Wednesday, September 12, 2007

Linux backup powered by RDiff-Backup

I have been covering linux back tools with my recent linux blog entries. Here's another alternative on doing linux backups using rdiff-backup.

Rdiff-backup is similar to rsync linux command. Rdiff-backup uses librsync algorithm library file which is also used by rsync linux command,, but rdiff-backup never uses rsync to do its backup functions. Rdiff-backup is also similar to rsnapshots as rdiff-backup creates a backup copy, an actul mirror/clone of the data being back up to a separate remote location, the difference is rdiff-backup creates a statistical file, sessions, and meta data to identify changed data for further incremetal backup operation. Rdiff-backup makes use of ssh connection during the data transfer between source and destination backup host.

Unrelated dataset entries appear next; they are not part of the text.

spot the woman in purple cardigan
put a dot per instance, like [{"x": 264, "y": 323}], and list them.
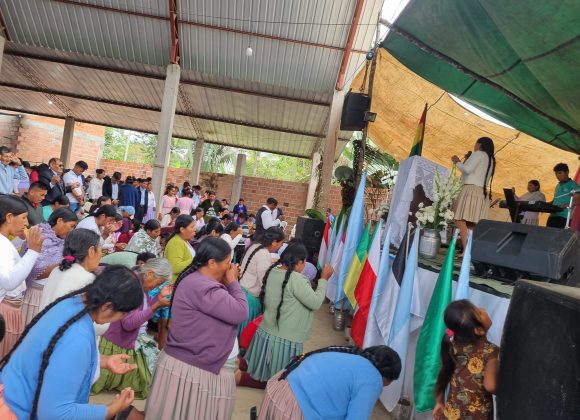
[
  {"x": 194, "y": 377},
  {"x": 129, "y": 335}
]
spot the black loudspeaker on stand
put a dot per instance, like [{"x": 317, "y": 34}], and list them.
[
  {"x": 539, "y": 374},
  {"x": 353, "y": 111},
  {"x": 512, "y": 251},
  {"x": 310, "y": 232}
]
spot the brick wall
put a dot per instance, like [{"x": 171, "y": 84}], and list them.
[
  {"x": 9, "y": 126},
  {"x": 37, "y": 139},
  {"x": 291, "y": 195}
]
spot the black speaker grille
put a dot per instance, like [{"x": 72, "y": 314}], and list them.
[{"x": 539, "y": 375}]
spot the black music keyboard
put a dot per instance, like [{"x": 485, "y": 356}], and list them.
[{"x": 537, "y": 206}]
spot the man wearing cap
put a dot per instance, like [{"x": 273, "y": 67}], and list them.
[
  {"x": 130, "y": 195},
  {"x": 112, "y": 188}
]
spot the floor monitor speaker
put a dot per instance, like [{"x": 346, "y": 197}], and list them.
[
  {"x": 539, "y": 374},
  {"x": 514, "y": 251},
  {"x": 353, "y": 111}
]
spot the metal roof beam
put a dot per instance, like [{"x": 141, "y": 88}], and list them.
[
  {"x": 206, "y": 26},
  {"x": 160, "y": 77},
  {"x": 350, "y": 40},
  {"x": 122, "y": 127},
  {"x": 157, "y": 109}
]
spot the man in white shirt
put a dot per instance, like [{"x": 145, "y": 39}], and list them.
[
  {"x": 268, "y": 216},
  {"x": 96, "y": 185},
  {"x": 74, "y": 180}
]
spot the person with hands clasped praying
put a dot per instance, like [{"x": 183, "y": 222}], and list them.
[
  {"x": 49, "y": 372},
  {"x": 14, "y": 269},
  {"x": 207, "y": 306}
]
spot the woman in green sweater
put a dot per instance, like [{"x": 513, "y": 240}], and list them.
[
  {"x": 178, "y": 250},
  {"x": 289, "y": 303}
]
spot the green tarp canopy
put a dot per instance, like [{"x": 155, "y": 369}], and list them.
[{"x": 518, "y": 61}]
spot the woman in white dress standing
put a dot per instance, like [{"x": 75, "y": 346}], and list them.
[
  {"x": 151, "y": 206},
  {"x": 473, "y": 201}
]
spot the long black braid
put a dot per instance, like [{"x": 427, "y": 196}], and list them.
[
  {"x": 383, "y": 358},
  {"x": 264, "y": 280},
  {"x": 48, "y": 352},
  {"x": 254, "y": 252},
  {"x": 289, "y": 271},
  {"x": 6, "y": 358},
  {"x": 123, "y": 294},
  {"x": 487, "y": 146}
]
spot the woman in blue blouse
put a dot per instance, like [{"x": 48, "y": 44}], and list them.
[
  {"x": 49, "y": 372},
  {"x": 338, "y": 382}
]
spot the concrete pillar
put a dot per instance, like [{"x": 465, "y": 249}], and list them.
[
  {"x": 197, "y": 160},
  {"x": 168, "y": 105},
  {"x": 314, "y": 178},
  {"x": 237, "y": 187},
  {"x": 2, "y": 41},
  {"x": 67, "y": 139},
  {"x": 320, "y": 200}
]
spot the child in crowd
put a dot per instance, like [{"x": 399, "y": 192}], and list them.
[{"x": 469, "y": 364}]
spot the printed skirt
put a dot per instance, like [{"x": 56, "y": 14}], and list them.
[
  {"x": 254, "y": 310},
  {"x": 279, "y": 401},
  {"x": 31, "y": 302},
  {"x": 11, "y": 310},
  {"x": 269, "y": 354},
  {"x": 181, "y": 391},
  {"x": 138, "y": 379}
]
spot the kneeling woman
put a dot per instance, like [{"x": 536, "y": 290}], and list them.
[
  {"x": 289, "y": 304},
  {"x": 129, "y": 336},
  {"x": 49, "y": 372},
  {"x": 192, "y": 379},
  {"x": 337, "y": 382}
]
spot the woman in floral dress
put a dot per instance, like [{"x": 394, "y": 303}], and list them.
[{"x": 469, "y": 364}]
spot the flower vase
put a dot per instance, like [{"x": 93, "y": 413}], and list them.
[
  {"x": 339, "y": 320},
  {"x": 429, "y": 243}
]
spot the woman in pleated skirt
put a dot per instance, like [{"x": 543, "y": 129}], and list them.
[{"x": 194, "y": 377}]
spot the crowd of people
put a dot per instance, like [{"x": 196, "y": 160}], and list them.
[
  {"x": 180, "y": 299},
  {"x": 104, "y": 287}
]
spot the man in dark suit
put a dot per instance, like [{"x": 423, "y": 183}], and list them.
[
  {"x": 51, "y": 176},
  {"x": 142, "y": 201},
  {"x": 112, "y": 188}
]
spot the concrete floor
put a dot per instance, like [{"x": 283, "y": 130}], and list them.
[{"x": 322, "y": 335}]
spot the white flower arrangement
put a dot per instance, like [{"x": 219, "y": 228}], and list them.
[
  {"x": 389, "y": 178},
  {"x": 439, "y": 214}
]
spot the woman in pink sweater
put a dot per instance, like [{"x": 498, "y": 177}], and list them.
[
  {"x": 129, "y": 336},
  {"x": 208, "y": 304}
]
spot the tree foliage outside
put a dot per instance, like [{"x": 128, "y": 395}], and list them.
[{"x": 141, "y": 148}]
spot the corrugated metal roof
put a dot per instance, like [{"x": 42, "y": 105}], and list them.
[{"x": 103, "y": 61}]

Rdiff-backup backup utility also do incremental backup effectively and supports web-based backup administration using a different rdiff web interface to restore and pull backup data and files from remote host. This nice backup tool is available from Fedora repo, which can be installed using yum like any other open source linux backup tools.

Rdiff-backup man says:
rdiff-backup is a script, written in python(1) that backs up one directory to another. The target directory ends up a copy (mirror) of the source directory, but extra reverse diffs are stored in a special subdirectory of that target directory, so you can still recover files lost some time ago. The idea is to combine the best features of a mirror and an incremental backup.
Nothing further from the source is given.